HOLLYWOOD, Florida The first review of the pain assessment database
established by the National Comprehensive Cancer Network (NCCN) has shown that
pain is documented in the vast majority of cases.
"Pain is being screened in some way nearly all the time," Sharon
M. Weinstein, MD, said at the NCCN’s Seventh Annual Conference. "In the
majority of patients, over 60%, pain was documented in between 75% and 100% of
encounters." Dr. Weinstein is director of pain medicine and palliative
care, Huntsman Cancer Institute, University of Utah.
The results are based on 116 records (more than 1,000 documentation
episodes) collected continuously for 3 months at five NCCN institutions. The
study will be complete at 250 cases. Patients studied were those with breast
cancer and metastatic bone disease.
With no uniform pain documentation protocol in place at the institutions,
the investigators looked for verbal mentions of pain or pain intensity scores. About 60% of the pain mentions used the numeric
rating (0 to 10). Nurses, according to the review, used the numeric system
significantly more often than physicians when documenting pain.

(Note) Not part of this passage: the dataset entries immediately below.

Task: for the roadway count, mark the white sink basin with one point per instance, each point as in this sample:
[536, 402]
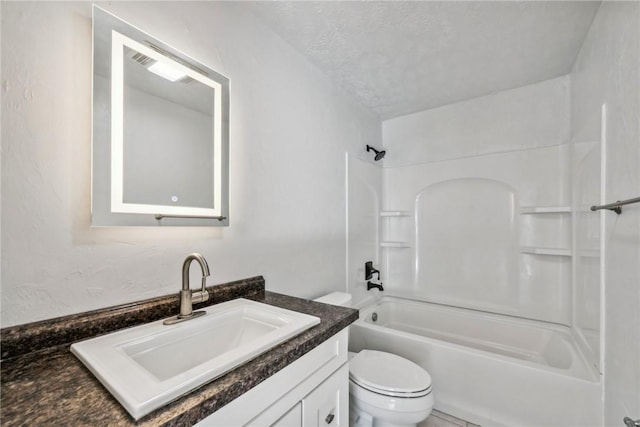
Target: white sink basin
[149, 365]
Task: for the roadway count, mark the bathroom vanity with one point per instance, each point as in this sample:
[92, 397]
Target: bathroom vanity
[303, 381]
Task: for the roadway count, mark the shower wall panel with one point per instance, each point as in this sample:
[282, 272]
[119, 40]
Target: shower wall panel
[472, 228]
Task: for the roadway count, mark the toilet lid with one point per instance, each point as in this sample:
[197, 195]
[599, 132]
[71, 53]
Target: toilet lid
[389, 374]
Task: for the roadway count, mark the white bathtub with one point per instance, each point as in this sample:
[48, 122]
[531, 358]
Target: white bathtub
[489, 369]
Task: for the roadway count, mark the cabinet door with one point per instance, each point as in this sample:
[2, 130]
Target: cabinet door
[328, 404]
[293, 418]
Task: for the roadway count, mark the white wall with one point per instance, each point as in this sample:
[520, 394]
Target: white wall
[607, 71]
[290, 128]
[516, 138]
[532, 116]
[364, 190]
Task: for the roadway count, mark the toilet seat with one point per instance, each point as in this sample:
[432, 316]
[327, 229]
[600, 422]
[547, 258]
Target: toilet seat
[389, 374]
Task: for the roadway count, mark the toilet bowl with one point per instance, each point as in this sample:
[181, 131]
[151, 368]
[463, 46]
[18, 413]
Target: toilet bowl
[385, 390]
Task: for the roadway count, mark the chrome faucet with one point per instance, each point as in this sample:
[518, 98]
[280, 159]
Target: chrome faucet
[187, 296]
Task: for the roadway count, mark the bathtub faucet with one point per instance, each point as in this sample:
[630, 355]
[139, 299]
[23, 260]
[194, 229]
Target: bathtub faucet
[371, 285]
[369, 271]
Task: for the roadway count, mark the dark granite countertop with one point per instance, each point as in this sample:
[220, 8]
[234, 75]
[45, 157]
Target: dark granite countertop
[43, 383]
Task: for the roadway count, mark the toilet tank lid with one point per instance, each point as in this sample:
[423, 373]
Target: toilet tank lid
[336, 298]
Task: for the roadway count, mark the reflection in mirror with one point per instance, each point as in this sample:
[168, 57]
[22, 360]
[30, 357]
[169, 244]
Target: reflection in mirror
[160, 143]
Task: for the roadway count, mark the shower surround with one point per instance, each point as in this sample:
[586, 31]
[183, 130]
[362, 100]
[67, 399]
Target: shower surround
[475, 222]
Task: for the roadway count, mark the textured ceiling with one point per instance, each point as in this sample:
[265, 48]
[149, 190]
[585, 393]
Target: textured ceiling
[399, 57]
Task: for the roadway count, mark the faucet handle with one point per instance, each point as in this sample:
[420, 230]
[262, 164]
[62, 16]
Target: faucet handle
[201, 295]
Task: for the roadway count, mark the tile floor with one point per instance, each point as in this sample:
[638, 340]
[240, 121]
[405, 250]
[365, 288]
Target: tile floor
[440, 419]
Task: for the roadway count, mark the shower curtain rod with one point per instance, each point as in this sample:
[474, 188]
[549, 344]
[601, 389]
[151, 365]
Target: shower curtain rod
[617, 206]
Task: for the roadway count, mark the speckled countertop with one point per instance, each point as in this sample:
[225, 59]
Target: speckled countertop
[43, 383]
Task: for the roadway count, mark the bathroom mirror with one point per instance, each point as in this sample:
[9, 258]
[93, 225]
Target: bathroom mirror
[160, 132]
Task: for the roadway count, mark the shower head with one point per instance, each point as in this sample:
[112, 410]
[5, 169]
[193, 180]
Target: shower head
[379, 154]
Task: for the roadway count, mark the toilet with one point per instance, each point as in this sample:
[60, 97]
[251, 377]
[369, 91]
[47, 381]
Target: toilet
[385, 390]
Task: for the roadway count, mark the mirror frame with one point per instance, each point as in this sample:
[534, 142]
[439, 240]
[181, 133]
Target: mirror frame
[107, 205]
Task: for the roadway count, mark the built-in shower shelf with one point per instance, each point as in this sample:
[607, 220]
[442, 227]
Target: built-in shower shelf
[544, 209]
[390, 244]
[589, 253]
[534, 250]
[395, 213]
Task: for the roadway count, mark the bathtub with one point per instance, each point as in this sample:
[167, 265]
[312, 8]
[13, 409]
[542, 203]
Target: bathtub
[489, 369]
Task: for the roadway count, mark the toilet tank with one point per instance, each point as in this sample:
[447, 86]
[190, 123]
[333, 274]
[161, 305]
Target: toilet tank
[336, 298]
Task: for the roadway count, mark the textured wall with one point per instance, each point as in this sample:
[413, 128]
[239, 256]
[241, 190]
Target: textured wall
[290, 128]
[608, 71]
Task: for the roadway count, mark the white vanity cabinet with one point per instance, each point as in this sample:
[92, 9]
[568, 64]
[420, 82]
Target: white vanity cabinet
[312, 391]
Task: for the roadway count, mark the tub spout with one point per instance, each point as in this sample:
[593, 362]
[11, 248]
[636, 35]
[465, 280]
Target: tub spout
[371, 285]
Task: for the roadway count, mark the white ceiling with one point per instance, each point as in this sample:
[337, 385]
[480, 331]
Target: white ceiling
[399, 57]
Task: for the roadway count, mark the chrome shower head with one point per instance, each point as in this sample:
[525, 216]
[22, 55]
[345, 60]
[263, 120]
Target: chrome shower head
[379, 154]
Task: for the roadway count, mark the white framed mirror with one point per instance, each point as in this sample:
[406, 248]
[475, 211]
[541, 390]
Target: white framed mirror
[160, 132]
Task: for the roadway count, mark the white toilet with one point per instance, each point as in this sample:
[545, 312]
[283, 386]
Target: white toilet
[385, 390]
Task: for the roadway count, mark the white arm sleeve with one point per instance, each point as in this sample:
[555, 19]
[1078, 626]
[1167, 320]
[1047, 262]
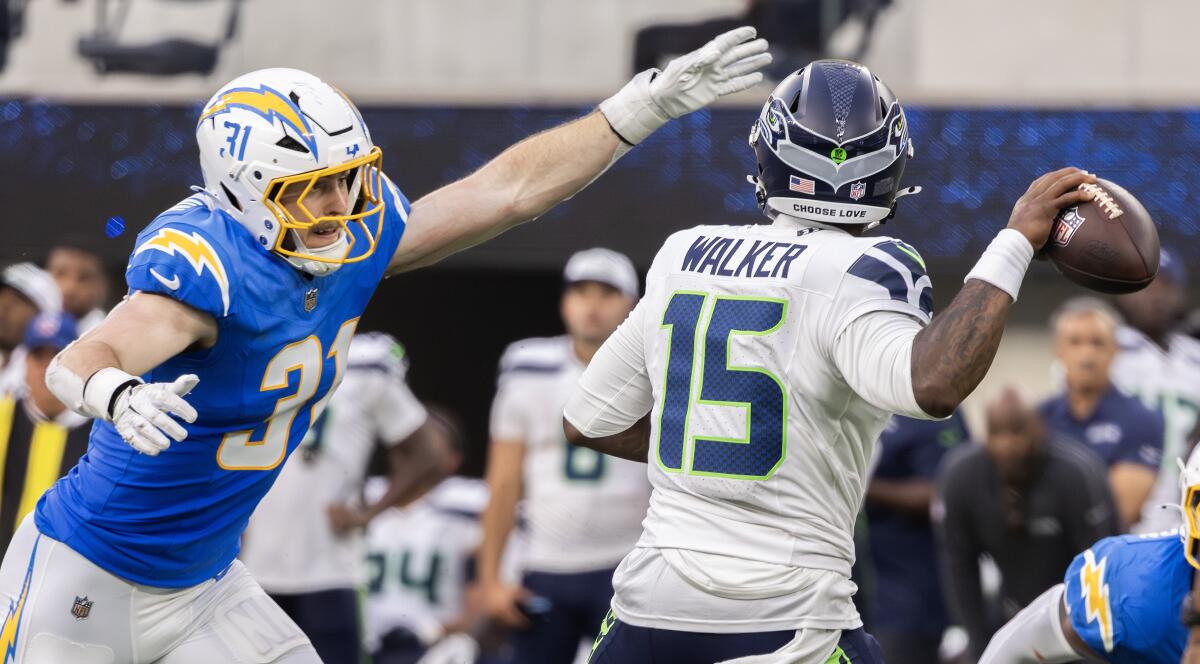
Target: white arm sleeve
[874, 353]
[1032, 635]
[615, 390]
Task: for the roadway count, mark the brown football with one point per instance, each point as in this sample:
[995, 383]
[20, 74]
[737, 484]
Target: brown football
[1108, 244]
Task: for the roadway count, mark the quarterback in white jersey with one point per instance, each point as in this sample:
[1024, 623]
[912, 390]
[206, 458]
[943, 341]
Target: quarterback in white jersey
[583, 509]
[304, 544]
[1162, 368]
[760, 369]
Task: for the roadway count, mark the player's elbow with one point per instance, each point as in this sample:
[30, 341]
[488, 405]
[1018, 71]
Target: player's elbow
[934, 396]
[574, 435]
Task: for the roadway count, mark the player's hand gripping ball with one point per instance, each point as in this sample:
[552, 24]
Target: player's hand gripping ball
[1108, 244]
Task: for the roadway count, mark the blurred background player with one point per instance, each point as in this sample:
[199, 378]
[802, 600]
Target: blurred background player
[787, 348]
[25, 289]
[1162, 366]
[1125, 600]
[79, 273]
[1029, 502]
[583, 509]
[40, 438]
[304, 543]
[1120, 429]
[421, 562]
[907, 610]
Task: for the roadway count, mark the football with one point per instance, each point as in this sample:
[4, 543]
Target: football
[1108, 244]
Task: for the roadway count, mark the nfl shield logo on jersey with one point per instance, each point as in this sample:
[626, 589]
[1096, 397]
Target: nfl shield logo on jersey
[82, 608]
[1065, 227]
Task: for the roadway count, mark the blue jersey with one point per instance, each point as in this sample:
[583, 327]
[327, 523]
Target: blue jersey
[1125, 594]
[174, 520]
[1120, 430]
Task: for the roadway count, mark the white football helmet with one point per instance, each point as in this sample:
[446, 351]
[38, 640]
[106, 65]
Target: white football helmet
[1189, 501]
[280, 130]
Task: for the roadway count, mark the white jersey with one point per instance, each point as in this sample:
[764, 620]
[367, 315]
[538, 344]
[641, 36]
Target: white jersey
[91, 319]
[772, 357]
[418, 558]
[1168, 381]
[289, 545]
[583, 509]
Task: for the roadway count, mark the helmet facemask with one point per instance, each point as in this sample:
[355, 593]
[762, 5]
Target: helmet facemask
[1189, 502]
[359, 223]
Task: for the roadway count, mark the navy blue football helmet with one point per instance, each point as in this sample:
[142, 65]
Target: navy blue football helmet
[832, 143]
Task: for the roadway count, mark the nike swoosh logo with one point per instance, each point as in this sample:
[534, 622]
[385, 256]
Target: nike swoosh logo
[173, 282]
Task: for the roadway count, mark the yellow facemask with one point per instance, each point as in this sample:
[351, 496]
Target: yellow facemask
[366, 198]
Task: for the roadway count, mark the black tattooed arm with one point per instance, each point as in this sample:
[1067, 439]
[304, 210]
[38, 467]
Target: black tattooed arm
[952, 354]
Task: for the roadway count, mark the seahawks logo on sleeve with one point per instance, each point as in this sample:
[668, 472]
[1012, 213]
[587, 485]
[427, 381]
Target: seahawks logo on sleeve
[898, 268]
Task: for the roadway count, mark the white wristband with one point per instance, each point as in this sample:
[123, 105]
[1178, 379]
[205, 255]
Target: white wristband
[1005, 261]
[633, 113]
[99, 390]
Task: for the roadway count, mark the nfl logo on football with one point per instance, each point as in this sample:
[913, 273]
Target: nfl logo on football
[82, 608]
[1068, 221]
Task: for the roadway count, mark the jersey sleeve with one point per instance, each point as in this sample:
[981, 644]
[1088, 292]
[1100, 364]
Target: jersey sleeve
[1089, 598]
[888, 276]
[1143, 440]
[184, 263]
[615, 390]
[874, 354]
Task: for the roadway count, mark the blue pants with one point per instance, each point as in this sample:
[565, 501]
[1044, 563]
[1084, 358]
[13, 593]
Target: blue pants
[627, 644]
[330, 618]
[579, 602]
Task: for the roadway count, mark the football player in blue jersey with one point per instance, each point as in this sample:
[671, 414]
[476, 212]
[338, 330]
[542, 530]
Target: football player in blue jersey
[243, 303]
[1121, 602]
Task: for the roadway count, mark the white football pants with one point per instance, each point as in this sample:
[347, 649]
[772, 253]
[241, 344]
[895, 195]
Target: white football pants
[57, 606]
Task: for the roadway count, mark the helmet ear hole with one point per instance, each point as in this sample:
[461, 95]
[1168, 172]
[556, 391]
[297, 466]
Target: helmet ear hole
[233, 199]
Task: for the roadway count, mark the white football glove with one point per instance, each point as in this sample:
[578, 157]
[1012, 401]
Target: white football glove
[725, 65]
[142, 413]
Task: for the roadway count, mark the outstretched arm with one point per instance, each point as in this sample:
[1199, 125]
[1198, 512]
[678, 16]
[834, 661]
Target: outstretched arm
[953, 353]
[538, 173]
[97, 375]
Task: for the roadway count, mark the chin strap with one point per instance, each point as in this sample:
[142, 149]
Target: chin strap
[318, 268]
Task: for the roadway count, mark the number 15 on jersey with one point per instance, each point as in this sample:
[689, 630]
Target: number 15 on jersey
[700, 375]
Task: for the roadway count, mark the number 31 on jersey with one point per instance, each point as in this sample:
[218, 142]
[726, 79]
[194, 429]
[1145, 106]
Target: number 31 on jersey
[237, 450]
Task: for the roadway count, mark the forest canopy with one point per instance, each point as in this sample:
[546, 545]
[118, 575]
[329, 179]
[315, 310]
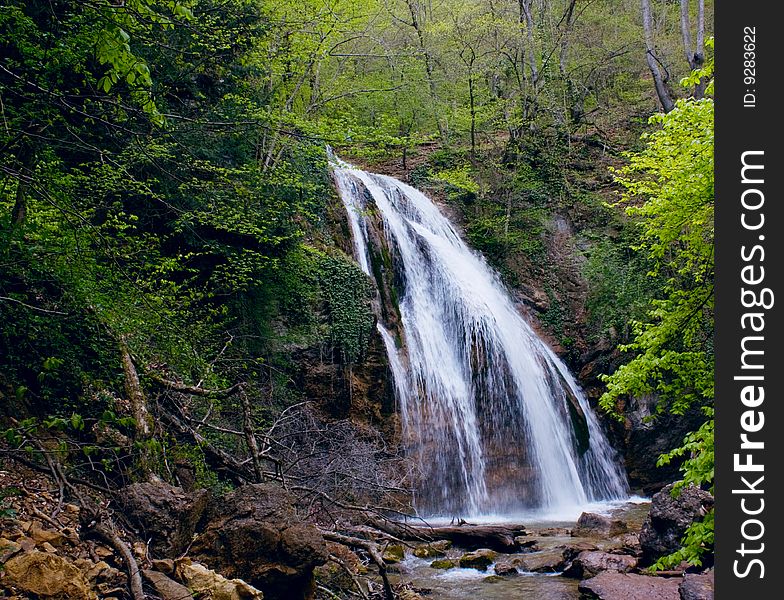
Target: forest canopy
[177, 287]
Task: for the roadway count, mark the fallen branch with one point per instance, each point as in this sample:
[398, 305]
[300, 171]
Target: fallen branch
[134, 573]
[223, 458]
[373, 552]
[194, 390]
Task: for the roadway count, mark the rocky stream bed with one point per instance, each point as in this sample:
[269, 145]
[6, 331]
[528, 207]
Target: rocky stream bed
[254, 544]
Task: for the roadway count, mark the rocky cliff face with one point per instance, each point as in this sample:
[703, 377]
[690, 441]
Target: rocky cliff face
[553, 291]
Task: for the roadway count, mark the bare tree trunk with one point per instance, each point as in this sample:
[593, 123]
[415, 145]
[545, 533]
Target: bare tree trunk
[662, 89]
[413, 7]
[525, 8]
[695, 56]
[135, 394]
[27, 161]
[250, 435]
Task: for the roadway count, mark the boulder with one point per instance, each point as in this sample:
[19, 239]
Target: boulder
[254, 534]
[627, 586]
[571, 551]
[668, 520]
[593, 525]
[479, 559]
[505, 570]
[165, 587]
[697, 586]
[8, 548]
[209, 585]
[393, 554]
[546, 561]
[165, 514]
[591, 563]
[428, 551]
[46, 576]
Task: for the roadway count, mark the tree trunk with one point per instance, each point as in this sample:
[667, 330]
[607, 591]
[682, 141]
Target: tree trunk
[250, 436]
[27, 160]
[133, 389]
[695, 56]
[413, 7]
[665, 95]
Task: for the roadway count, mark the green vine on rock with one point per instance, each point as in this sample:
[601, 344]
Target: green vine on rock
[347, 292]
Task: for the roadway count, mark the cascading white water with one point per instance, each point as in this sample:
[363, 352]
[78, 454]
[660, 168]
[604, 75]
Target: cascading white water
[496, 421]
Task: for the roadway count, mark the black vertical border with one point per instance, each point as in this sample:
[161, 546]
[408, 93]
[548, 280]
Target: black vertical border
[738, 129]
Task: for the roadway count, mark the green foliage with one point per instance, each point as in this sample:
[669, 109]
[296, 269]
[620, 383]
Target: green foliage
[347, 293]
[619, 289]
[672, 179]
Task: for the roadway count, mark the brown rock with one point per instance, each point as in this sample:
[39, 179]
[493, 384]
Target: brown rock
[505, 570]
[626, 586]
[166, 515]
[40, 535]
[393, 554]
[546, 561]
[479, 559]
[697, 586]
[209, 585]
[8, 549]
[593, 525]
[668, 520]
[253, 533]
[101, 572]
[165, 587]
[591, 563]
[165, 566]
[428, 551]
[46, 576]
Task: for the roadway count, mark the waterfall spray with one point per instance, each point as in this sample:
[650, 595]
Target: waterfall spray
[493, 417]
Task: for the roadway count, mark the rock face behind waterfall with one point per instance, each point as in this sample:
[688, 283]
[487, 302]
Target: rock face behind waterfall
[493, 418]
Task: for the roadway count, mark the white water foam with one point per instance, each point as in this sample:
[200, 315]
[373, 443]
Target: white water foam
[497, 421]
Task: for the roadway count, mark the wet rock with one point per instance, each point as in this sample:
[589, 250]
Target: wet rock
[209, 585]
[645, 439]
[573, 550]
[479, 559]
[593, 525]
[394, 554]
[165, 566]
[428, 551]
[630, 544]
[45, 536]
[441, 545]
[627, 586]
[165, 514]
[7, 549]
[525, 544]
[165, 587]
[101, 572]
[505, 570]
[591, 563]
[46, 576]
[668, 520]
[547, 561]
[697, 586]
[254, 534]
[554, 532]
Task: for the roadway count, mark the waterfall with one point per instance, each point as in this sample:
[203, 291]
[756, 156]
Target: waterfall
[493, 418]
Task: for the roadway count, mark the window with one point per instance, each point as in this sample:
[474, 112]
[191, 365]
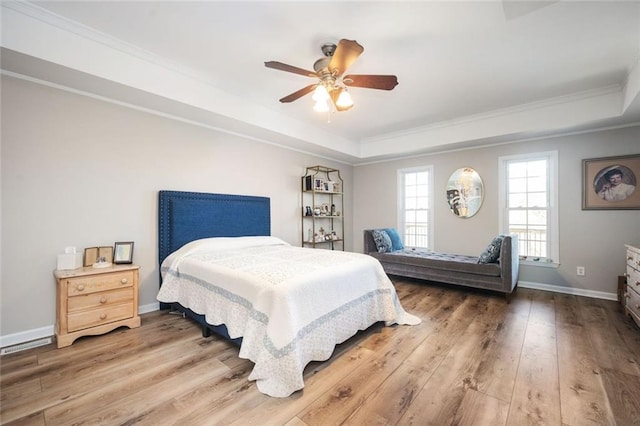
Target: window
[528, 200]
[415, 205]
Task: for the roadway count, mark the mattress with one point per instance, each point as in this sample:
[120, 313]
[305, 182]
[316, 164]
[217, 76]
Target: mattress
[291, 305]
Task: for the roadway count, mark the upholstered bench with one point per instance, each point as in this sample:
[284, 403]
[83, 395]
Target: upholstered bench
[495, 269]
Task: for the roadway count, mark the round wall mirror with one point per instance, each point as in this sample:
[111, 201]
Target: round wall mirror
[465, 192]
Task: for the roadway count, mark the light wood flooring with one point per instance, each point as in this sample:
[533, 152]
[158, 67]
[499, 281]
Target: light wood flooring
[545, 358]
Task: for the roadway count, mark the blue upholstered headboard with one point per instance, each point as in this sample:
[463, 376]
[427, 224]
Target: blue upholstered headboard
[188, 216]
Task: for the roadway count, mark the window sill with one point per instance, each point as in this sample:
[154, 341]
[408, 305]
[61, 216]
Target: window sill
[539, 263]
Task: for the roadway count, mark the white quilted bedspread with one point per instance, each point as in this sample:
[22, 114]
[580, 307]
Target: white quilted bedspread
[290, 305]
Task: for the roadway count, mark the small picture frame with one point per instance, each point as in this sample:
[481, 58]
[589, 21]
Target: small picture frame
[92, 254]
[611, 183]
[123, 252]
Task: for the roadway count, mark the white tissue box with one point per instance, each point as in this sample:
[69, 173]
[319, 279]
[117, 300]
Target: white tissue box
[70, 261]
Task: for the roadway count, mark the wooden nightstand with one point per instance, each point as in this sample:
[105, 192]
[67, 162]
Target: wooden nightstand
[93, 301]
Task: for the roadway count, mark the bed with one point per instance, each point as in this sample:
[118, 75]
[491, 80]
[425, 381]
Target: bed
[284, 305]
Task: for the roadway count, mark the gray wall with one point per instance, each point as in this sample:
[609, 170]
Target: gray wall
[81, 172]
[594, 239]
[76, 171]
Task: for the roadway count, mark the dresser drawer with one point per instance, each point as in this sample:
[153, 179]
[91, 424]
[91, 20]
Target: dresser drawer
[94, 317]
[633, 278]
[97, 300]
[95, 283]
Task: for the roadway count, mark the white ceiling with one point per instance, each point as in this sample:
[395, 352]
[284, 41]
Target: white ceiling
[469, 73]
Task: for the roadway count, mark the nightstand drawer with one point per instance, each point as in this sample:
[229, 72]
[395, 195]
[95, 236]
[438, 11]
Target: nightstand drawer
[95, 317]
[94, 283]
[97, 300]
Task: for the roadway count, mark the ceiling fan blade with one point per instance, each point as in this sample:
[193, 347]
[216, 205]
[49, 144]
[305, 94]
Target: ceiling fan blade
[382, 82]
[300, 93]
[346, 53]
[289, 68]
[335, 94]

Nurses were the mostly likely to document pain (nearly 50%), followed by
nursing assistants (15%). Oncology fellows, members of the pain team,
consultant MDs, and others each documented pain less than 5% of the time.
Documenting Pain Characteristics
The researchers also looked for documentation of certain pain
characteristics: location, etiology, pathophysiology, or all three. About 70%
of the pain mentions included location. Etiology was recorded in about 20% of
the pain mentions, and pathophysiology in about 25%. All three characteristics
were recorded in less than 20% of the pain mentions.